Hezbollah has long relied almost exclusively on its relationship with Iran and Syria for funding. Since the early 1990s, Hezbollah has operated with a guaranteed annual contribution of at least $100 million a year from Tehran. Early last decade, Iran doubled that investment to more than $200 million a year, and its financial support for Hezbollah reached its pinnacle in 2008-9. According to Israeli intelligence estimates, Iran, flush with revenues from oil prices that had risen as high as $145 per barrel in late July 2008, ramped up its funding to defray Hezbollah’s soaring costs as it attempted to rebuild following its 2006 war with Israel. Hezbollah required unprecedented assistance to restock its weapons supplies, invest in reconstruction, and buy favor within both the various sectarian communities and Lebanese towns and villages that suffered damage during the war. It was especially desperate for support in advance of Lebanon’s June 2009 elections, when the group attempted to compete with its Sunni political rivals, who were funded by Saudi Arabia. According to a report by the global intelligence company STRATFOR, as the election neared, Iran allegedly pledged as much as $600 million to Hezbollah for its political campaign. By 2009, Israeli intelligence estimated that, since the summer of 2006, Iran had provided Hezbollah more than $1 billion in direct aid.
Signs of Hezbollah’s increasing reliance on criminal activity have been appearing all over the globe.

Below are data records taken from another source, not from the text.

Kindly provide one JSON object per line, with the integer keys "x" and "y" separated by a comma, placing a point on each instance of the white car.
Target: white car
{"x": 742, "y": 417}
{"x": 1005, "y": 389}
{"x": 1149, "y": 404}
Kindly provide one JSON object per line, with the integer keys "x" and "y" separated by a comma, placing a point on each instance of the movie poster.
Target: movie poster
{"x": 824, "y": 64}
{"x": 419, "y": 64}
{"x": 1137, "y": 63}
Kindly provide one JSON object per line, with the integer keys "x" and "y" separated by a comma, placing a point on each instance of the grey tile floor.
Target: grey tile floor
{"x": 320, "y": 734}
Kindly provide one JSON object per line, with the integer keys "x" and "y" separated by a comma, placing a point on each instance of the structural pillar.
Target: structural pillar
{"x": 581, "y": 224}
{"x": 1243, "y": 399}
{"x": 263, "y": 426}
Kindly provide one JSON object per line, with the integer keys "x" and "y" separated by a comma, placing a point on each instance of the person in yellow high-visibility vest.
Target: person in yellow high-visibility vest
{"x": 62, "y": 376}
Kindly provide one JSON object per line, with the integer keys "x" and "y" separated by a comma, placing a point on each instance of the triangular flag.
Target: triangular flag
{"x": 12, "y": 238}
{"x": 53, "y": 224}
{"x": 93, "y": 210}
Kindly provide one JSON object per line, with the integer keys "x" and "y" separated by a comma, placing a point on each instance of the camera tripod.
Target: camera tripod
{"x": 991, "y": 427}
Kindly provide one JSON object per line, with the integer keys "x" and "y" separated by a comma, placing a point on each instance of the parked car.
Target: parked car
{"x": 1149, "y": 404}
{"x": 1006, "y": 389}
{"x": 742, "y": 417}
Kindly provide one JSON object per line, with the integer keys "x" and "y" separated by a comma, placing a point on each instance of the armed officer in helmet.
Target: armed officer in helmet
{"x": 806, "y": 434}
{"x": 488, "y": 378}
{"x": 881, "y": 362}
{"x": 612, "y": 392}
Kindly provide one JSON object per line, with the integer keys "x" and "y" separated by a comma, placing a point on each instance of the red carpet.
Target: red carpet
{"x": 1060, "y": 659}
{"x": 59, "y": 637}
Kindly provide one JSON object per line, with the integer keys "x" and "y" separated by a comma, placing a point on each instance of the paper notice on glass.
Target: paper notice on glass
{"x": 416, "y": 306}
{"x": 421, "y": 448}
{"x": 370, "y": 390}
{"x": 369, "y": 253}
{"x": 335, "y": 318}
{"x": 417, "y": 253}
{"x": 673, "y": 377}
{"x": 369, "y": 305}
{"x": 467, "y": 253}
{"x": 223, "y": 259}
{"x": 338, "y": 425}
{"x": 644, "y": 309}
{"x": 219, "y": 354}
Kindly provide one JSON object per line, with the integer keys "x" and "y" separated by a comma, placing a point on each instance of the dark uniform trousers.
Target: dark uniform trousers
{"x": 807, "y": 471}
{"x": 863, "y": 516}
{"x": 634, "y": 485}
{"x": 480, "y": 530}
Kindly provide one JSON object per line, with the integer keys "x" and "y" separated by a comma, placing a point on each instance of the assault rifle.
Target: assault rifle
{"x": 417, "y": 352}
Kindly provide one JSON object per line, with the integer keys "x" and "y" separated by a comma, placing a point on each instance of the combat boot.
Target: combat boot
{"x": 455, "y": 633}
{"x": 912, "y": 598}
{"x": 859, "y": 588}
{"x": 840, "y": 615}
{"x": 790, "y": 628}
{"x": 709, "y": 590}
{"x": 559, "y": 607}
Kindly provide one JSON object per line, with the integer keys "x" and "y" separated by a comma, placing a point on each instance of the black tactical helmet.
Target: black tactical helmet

This influx of Iranian money led Hezbollah to hire more people and invest in more programs, assuming that Iran’s inflated support would persist. Yet just as Hezbollah accustomed itself to a larger budget, Iran became a much less reliable donor. By mid-January 2009, oil prices had fallen to $36 per barrel and remained under $60 until May, drastically reducing Iran’s oil profits. International sanctions against Iran’s nuclear program, meanwhile, became harsher. Combined with crippling subsidies for basic commodities and soaring inflation, these factors severely hampered Iran’s economic growth. Then, as the economy crashed, Tehran’s ruling clerics blatantly stole the country’s June 2009 elections, spurring months of protests by the Green Movement.

According to Israeli intelligence, these economic pressures forced Tehran to slash its annual budget for Hezbollah by 40 percent in early 2009. (It remains unclear whether Iran has since increased its funding.) As a result, Hezbollah was forced to enact austerity measures, reducing salaries and paid staff and placing several building projects on hold. Hezbollah operatives feared for their jobs, and Hezbollah beneficiaries feared for their handouts. The ensuing cutbacks caused tension within the organization as certain programs and activities were prioritized over others.

Suddenly constrained after years of abundant Iranian funding, Hezbollah turned to its preexisting criminal enterprises to boost its assets. The organization views its illicit income as critical for providing social services to an expanding swath of the Lebanese electorate, paying the families of its fighters, and investing in its growing arsenal of rockets and other advanced weapons.